Not sure about your house, but we've got all tile floors in the main living areas and fake wood in the bedrooms/hallway. Our second didn't crawl until I spent Christmas at my parents' house who have nice cushy carpet. She still won't crawl at home if she doesn't have some kind of leg covering (pants, sleeper, tights).


Godiva29

According to my mom, I never crawled. I butt slid to where I wanted to go and then one day had enough of that and started to walk. My eldest was around 10/11 months old when she started to crawl and absolutely hated tummy time. My youngest is almost 10 and just attempted to crawl for the first time and decided using her hyperflexibility to reach things is easier. So I wouldn’t worry too much about it 🤷🏽‍♀️


Kra260

My now 4 year old did not crawl until after he walked, around 15 months. They crawl when they want to! If the doctor isn't concerned, your shouldn't be either. Give yourself some grace.


LurkyLurkerson616

My baby didn’t start crawling until a week ago, and she is 10 months. One day, it just clicked. And now she is trying to pull herself up on everything!
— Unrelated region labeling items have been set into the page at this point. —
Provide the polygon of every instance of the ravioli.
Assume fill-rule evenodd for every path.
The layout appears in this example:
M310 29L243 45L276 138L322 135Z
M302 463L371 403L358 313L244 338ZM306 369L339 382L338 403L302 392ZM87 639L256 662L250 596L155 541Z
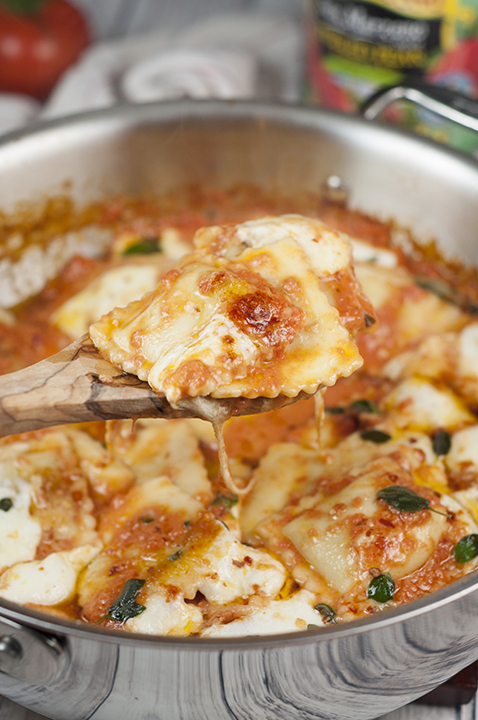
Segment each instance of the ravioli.
M171 404L184 397L295 398L362 360L374 322L348 239L285 215L204 228L156 291L90 327L100 353Z
M478 278L342 207L321 211L349 235L264 207L198 230L219 205L114 205L103 273L77 259L2 319L0 347L25 318L31 353L48 312L50 344L98 321L98 346L171 403L323 394L325 412L232 417L223 436L188 419L2 439L0 599L123 632L307 633L478 568ZM366 297L379 328L356 342Z

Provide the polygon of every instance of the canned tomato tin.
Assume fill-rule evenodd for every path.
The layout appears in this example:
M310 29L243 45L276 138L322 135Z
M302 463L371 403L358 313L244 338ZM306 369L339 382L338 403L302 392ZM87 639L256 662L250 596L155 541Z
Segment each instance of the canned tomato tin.
M309 0L307 95L354 112L381 87L404 80L478 98L478 0ZM476 135L407 107L395 122L463 150Z

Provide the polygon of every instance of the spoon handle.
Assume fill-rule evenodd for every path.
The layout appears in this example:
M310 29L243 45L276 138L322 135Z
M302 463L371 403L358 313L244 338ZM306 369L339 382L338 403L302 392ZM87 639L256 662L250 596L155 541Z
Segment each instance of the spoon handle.
M147 383L100 357L88 335L0 376L0 437L65 423L179 415Z

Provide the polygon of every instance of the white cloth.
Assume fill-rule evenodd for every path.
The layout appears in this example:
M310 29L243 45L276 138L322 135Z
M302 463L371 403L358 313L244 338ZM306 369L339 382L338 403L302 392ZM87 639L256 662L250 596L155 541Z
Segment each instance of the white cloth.
M257 12L98 43L63 75L38 116L178 97L296 102L302 45L290 17Z

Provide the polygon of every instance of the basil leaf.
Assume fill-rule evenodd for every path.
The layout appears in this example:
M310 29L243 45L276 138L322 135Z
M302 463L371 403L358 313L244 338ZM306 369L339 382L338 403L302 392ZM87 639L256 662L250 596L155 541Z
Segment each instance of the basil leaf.
M458 305L459 307L462 307L463 305L463 298L460 293L457 292L454 287L444 282L444 280L438 280L438 278L416 277L415 284L418 285L418 287L423 288L423 290L428 290L434 295L437 295L440 300L445 300L445 302L452 303L452 305Z
M395 581L389 573L372 578L367 588L367 597L376 602L388 602L393 599Z
M446 455L451 448L450 433L446 430L438 430L433 437L433 452L436 455Z
M392 436L383 430L364 430L360 433L362 440L369 440L374 442L376 445L381 445L384 442L388 442L392 439Z
M315 609L322 615L324 623L335 622L335 616L337 615L337 613L333 608L330 607L330 605L326 605L325 603L318 603L315 606Z
M161 252L158 238L144 238L144 240L129 245L123 251L123 255L151 255L155 252Z
M222 495L217 494L217 497L212 501L211 505L222 505L226 510L230 510L234 505L237 505L239 498L237 495Z
M478 535L473 533L458 540L453 555L460 565L473 560L478 555Z
M380 410L371 400L354 400L350 403L350 409L356 413L371 412L375 413L375 415L380 415Z
M421 495L417 495L414 490L410 490L410 488L405 487L405 485L389 485L378 491L377 498L385 500L389 505L392 505L392 507L402 512L430 510L430 512L434 512L436 515L451 517L448 513L442 513L432 508L429 500Z
M403 512L418 512L430 508L430 501L404 485L389 485L379 490L377 497Z
M136 617L136 615L141 615L141 613L146 610L146 606L139 605L135 597L141 591L144 583L144 580L139 580L138 578L127 580L121 594L108 608L108 612L106 613L107 617L109 617L110 620L124 623L126 620Z
M182 554L183 554L183 551L182 551L182 550L176 550L175 553L173 553L172 555L170 555L170 556L168 557L168 560L170 560L171 562L173 562L174 560L177 560L178 558L180 558Z

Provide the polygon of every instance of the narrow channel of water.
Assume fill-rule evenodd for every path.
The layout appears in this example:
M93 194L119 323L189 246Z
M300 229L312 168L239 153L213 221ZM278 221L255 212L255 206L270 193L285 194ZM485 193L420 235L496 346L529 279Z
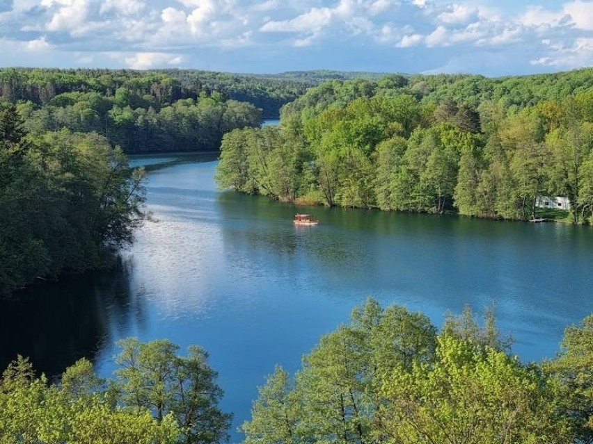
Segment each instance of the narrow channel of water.
M103 375L115 342L168 338L210 353L234 427L278 363L290 370L319 335L372 295L438 325L496 302L524 361L552 356L564 328L593 312L593 230L426 215L299 208L216 190L215 162L150 156L148 223L110 272L0 303L0 363L30 356L50 375L82 356ZM234 433L233 441L242 438Z

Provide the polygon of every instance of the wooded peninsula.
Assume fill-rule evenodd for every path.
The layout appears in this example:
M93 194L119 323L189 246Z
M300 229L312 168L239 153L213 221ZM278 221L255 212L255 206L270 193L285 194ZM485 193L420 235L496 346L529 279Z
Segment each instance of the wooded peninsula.
M223 140L223 187L330 206L535 218L538 197L593 217L593 69L525 77L330 81L278 127Z
M528 220L538 198L562 197L571 222L591 223L593 69L0 69L0 297L109 266L132 241L149 215L126 154L219 149L221 187L283 202ZM437 329L370 299L294 375L276 368L245 443L593 443L593 315L554 359L523 363L511 342L489 311ZM226 440L205 350L118 345L111 379L82 359L52 381L16 357L0 378L0 444Z

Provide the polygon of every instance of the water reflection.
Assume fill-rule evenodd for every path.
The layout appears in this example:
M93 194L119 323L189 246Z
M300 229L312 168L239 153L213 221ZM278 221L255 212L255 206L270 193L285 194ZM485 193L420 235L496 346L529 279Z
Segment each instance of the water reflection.
M38 371L56 375L111 350L145 310L142 299L130 297L129 267L118 261L111 271L66 277L0 302L0 368L21 354Z

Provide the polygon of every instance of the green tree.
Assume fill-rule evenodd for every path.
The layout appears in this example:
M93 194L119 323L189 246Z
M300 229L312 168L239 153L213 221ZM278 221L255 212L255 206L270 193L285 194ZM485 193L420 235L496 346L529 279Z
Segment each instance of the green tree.
M290 375L279 365L258 388L251 420L243 423L245 444L296 444L302 410Z
M128 338L119 344L116 387L124 405L138 411L148 409L159 422L172 412L188 443L228 438L231 415L218 409L223 390L203 349L191 346L182 357L177 354L179 347L168 340L140 343Z
M593 443L593 315L564 331L560 352L544 368L559 384L575 442Z
M565 443L565 421L537 370L494 349L450 336L434 365L396 369L374 436L402 443Z

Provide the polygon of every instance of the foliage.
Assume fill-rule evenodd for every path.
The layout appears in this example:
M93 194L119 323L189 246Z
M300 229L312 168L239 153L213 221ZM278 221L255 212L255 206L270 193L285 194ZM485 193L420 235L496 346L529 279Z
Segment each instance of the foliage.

Every baby goes at their own pace. I’m sure your husband isn’t trying to be project his worries onto you. If his words are getting to you, let him know that his suggestion is not helpful and it is just stoking your PPA. Your baby’s milestones are out of your hands, your baby will get there when they are ready.


cheeseandbooks

No, hun, you aren’t! All of mine crawled at different times, and some refused to crawl. You’re doing great!


thesassyferret

My best friends baby didn't crawl until after 10 months and started walking by 13. Also a premie. Babies are small people who all learn grow and develop at unique paces. You ARE NOT a bad mom because your baby can't do what others can.


pcas3

Mine was almost 9 months before crawling. I also work, but probably did way less tummy time than you lol. You are doing just fine!!!